The standout is Ruby Modine, who brings genuine dimensionality to her role as the local storekeeper/love-interest Pamela. She makes her character feel lived-in and reactive, not merely functional. In a film that often feels like a controlled exercise in genre quotation, her performance introduces something messier and more human.
Tonally, this is most enjoyable when it relaxes into its own absurdity. There are stretches that feel closer to the fake trailers from Grindhouse than to any attempt at prestige horror, pitched between parody and affection. In those moments, the film becomes enjoyably ludicrous, and the self-awareness works in its favour.
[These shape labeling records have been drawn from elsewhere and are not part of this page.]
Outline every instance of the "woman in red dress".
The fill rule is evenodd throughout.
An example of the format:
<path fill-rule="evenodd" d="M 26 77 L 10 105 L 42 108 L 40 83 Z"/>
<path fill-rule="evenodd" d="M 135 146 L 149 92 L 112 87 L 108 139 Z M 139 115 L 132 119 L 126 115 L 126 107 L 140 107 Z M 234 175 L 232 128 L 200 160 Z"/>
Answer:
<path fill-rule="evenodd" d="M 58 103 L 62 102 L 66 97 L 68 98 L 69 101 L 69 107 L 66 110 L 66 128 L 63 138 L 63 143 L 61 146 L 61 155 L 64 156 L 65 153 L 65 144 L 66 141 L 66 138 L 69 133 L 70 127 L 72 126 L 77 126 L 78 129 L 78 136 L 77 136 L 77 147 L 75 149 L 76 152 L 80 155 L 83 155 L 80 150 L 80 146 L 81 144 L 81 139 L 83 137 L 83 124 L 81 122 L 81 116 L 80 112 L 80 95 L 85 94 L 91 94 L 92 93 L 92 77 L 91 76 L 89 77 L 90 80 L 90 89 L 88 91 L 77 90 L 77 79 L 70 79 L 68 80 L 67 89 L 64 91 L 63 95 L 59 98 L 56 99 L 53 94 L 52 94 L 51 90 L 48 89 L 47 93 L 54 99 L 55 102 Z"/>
What it never quite does is commit to sleaze. That queasy mix of cheapness, cruelty, and moral wrongness remains out of reach, held at arm’s length by design. The control is impressive, but it blunts the edge. Still, this is a smart, self-aware slasher that delivers solid seasonal entertainment and sets up a potentially stronger sequel. I had a good time with it. I also know why the grimy original continues to exert a pull that polish cannot replace.